La solution de Rennes des 17 et 18 juin 2006
Les élus se séparent et forment chacun un groupe de discussion hors des adhérents qui restent en attente. La crise sous-estimée apparaît alors violemment et heurte la base du mouvement qui dans un sursaut méritoire décide par un « appel du 18 juin » à une clarification sur des orientations. De nouvelles élections doivent intervenir sur cette base.
Le mode de détermination de l’orientation et de l’unité du mouvement est-il définitivement tranché à Rennes ?
III - LA RESOLUTION DE LA CRISE
Tous les éléments indiqués doivent être repris. La découverte d’une fraude électorale nécessitera probablement une reconstruction d’ATTAC voire une refondation avec un autre nom et d’autres mécanismes de direction et d’élection et donc d’autres statuts.
Pour le débat je les cite :
Style de direction : Effacement réciproquement consenti et simultané des trios de chaque camp : JN BC MD et SG GM PK.

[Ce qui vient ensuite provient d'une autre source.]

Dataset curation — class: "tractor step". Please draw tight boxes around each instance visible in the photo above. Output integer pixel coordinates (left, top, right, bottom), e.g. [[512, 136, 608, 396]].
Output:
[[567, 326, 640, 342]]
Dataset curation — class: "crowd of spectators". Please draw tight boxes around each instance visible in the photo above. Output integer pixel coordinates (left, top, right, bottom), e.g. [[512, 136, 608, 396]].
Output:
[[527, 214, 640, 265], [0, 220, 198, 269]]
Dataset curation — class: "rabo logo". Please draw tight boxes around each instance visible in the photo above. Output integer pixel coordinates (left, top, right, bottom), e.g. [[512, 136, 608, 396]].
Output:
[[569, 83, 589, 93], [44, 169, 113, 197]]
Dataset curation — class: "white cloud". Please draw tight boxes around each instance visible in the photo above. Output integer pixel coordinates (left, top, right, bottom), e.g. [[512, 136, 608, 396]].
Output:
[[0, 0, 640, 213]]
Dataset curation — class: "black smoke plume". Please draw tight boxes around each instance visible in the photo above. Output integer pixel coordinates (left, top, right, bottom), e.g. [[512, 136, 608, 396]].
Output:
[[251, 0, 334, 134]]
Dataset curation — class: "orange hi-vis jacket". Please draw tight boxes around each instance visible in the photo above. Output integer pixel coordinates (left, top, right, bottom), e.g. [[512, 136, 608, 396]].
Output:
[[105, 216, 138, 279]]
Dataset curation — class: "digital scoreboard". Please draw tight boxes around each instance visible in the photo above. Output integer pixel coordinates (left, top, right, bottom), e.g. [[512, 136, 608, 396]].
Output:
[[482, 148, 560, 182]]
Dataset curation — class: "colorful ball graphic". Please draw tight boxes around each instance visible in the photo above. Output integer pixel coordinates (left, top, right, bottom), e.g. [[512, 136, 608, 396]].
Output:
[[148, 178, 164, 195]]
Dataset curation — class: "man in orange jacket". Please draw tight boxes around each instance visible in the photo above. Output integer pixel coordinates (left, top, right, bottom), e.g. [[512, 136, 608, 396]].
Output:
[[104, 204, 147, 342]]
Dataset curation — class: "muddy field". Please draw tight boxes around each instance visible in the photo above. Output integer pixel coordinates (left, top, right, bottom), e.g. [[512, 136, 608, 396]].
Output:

Ouverture de la liste des fondateurs : Comment donner matière à intervenir sur le choix des fondateurs sans casser les équilibres. On peut modifier les équilibres mais peut-on les annuler sans changer radicalement la nature d’ATTAC. Certains fondateurs étaient pour le Oui : on comprends qu’ils soient visés pour une éventuelle exclusion.
Réélection sur la base de plusieurs textes d’orientation. Mais ces textes doivent alors intégrer la question de l’organisation d’ ATTAC et notamment la présence ou non de fondateurs.
Elaboration d’un Manifeste présentant de réelles ruptures avec le capitalisme contemporain.
Christian DELARUE
Elu non siégeant ATTAC France
Membre du CA ATTAC Rennes
Secrétaire national du MRAP (Membre du BE et du CA)
2. > Attac ou l’"exercice illégal" de la politique, Tribune de B. Cassen dans Politis du 27/7/06 , 27 août 2006, 18:55
que de gaspillage d’energie,rejoignez tous l’alternative unitaire pour une gauche antilibérale ,toutes les forces du mouvement populaire sont indispensables.